Das eigentliche Problem sind ganz sicher nicht Videos, Fernsehserien und Computerspiele. Das wirkliche Problem ist die Botschaft, die (unter anderem) der Jugend darüber vermittelt wird.

Und die Botschaft lautet: "Gewalt als Mittel zur Konfliktlösung". Verachtenswert. Niederträchtig. Unmenschlich. Auf jeder Mattscheibe auf jedem Kanal wird andauernd diese Botschaft verkündet. Schluss damit: verbieten. Gewalt darf nicht länger als geeignetes Mittel präsentiert werden, um Probleme zu lösen.
Ich hoffe stark, dass Heide Simonis und ihre werten Kollegen ein entsprechendes Fax ins Weiße Haus schicken. Sowie auch all denen, die dem dort sitzenden Texaner ihre uneingeschränkte Solidarität zugesichert haben.Ich kann das auch deutlicher sagen: Wenn die ranghöchsten Personen in demokratischen Zivilisationen verkünden "Wir schlagen selbstverständlich mit gleicher Härte zurück" und Gewalt und Bomben und Krieg als "gerechtes Mittel zur Rache" legitimieren... wer darf sich da noch wundern, wenn sich der kleine Mann daran ein Beispiel nimmt? Nach dem elften September dröhnten über jeden Kanal in jedes Wohnzimmer die immergleichen Parolen in Sachen Vergeltung. Kaum einer, der einen Gegenschlag der Amis öffentlich ernsthaft in Frage stellte. Die selben Parolen, die über diverse Videos und Action-Games in die selben Wohnzimmer gelangen.

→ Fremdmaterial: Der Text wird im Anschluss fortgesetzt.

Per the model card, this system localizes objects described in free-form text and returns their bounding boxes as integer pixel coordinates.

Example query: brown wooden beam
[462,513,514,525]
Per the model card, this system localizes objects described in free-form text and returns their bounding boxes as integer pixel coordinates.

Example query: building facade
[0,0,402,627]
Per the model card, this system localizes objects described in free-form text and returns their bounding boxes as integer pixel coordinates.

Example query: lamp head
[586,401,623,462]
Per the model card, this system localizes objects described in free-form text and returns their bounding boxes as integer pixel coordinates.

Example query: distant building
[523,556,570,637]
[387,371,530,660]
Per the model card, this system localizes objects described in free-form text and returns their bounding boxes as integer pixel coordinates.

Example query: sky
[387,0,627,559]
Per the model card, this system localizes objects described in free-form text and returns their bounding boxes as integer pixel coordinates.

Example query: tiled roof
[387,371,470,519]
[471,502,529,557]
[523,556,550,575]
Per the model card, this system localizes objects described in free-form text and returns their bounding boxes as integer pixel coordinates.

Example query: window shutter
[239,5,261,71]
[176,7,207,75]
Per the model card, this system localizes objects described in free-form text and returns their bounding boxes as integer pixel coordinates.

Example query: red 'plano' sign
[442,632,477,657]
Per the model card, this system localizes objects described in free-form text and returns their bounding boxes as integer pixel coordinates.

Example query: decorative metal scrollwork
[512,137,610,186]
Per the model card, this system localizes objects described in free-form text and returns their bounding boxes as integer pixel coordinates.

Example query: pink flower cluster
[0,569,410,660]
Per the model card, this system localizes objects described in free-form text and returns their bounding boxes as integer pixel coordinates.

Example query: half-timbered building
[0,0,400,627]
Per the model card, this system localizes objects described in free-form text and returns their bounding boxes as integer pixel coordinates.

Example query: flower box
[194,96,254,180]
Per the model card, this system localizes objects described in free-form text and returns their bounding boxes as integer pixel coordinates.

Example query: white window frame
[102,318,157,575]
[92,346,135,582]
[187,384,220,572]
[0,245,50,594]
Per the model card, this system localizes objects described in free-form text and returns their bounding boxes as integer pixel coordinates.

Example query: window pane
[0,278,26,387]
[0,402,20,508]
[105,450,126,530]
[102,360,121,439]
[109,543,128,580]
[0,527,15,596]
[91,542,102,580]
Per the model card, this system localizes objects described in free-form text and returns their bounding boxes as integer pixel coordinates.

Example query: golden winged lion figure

Eine andere "Ursache für Erfurt" soll darin gelegen haben, dass sich der Attentäter minderwertig gefühlt haben soll und "wenigstens ein einziges mal berühmt sein" wollte.Mit anderen Worten: Der Junge hatte Komplexe. Minderwertigkeits-Komplexe. Einfach nicht genug Selbstbewusstsein. Siehe Forderung von Heide Simonis.
Ist das ein Wunder? In einer Welt, in der einem vom Aussehen über den Beruf bis zum Lebensstil permanent klar vorgeführt wird, wie man bitte idealerweise zu sein hat oder ansonsten leider "out" ist.In einer Welt, in der Kinder mit dem Schlimmsten rechnen müssen, wenn sie sich mit der falschen Modemarke in die Schule trauen. In einer Welt, in der Erfolg einzig und allein an Bankkonto und Automarke festgemacht wird und alles so wahnsinnig jung und dynamisch ist, dass ein gefeuerter 50-jähriger keine Chance mehr auf einen neuen Job hat. Soweit mir bekannt ist wird in keiner Schule gelehrt, was im Leben wirklich wichtig ist. In keiner Schule wird gelehrt, wie man sich seines Selbst bewusst wird und wie man mit seinen Mitmenschen umgehen sollte.

Das, was in der Wirtschaft unter "Emotionaler Intelligenz" verstanden und überall dringendst gesucht wird, ist in der Schule kein Thema. Das, was das Zusammenleben von Menschen essenziell ausmacht, was Gerechtigkeit und Toleranz bedeuten, wird an keiner Schule gelehrt.Studierte Pädagogen argumentieren an dieser Stelle, dass die Schule kein Eltern-Ersatz sein kann und es nicht ihre Aufgabe sei, häuslich vernachlässigte Schüler aufzufangen.
Kurz gesagt: Emotionale und menschliche Kenntnis- und Werte-Vermittlung sei Sache der Eltern. Prima. Fragt sich nur: Woher bekommen eigentlich die Eltern die entsprechenden Kenntnisse, die sie ihren Kindern vermitteln sollen?
Die Pädagogen sehen also ihre Aufgabe zwar durchaus darin, den Schülern zu vermitteln, was mathematisch und physikalisch und sprachlich richtig und falsch ist. Was im Leben und im menschlichen Miteinander sinnvoll ist, gehöre jedoch nicht dazu. Frage: Warum eigentlich nicht? Sicher ist es an der Zeit für eine Veränderung. Heute mehr denn je. Allerdings gilt auch hier das Leitmotiv: Andere Ergebnisse erzielt man nur durch anderes Handeln. Und anders handeln wird man erst dann, wenn man begonnen hat, anders zu denken. Es beginnt beim Denken. Ganz weit vorn.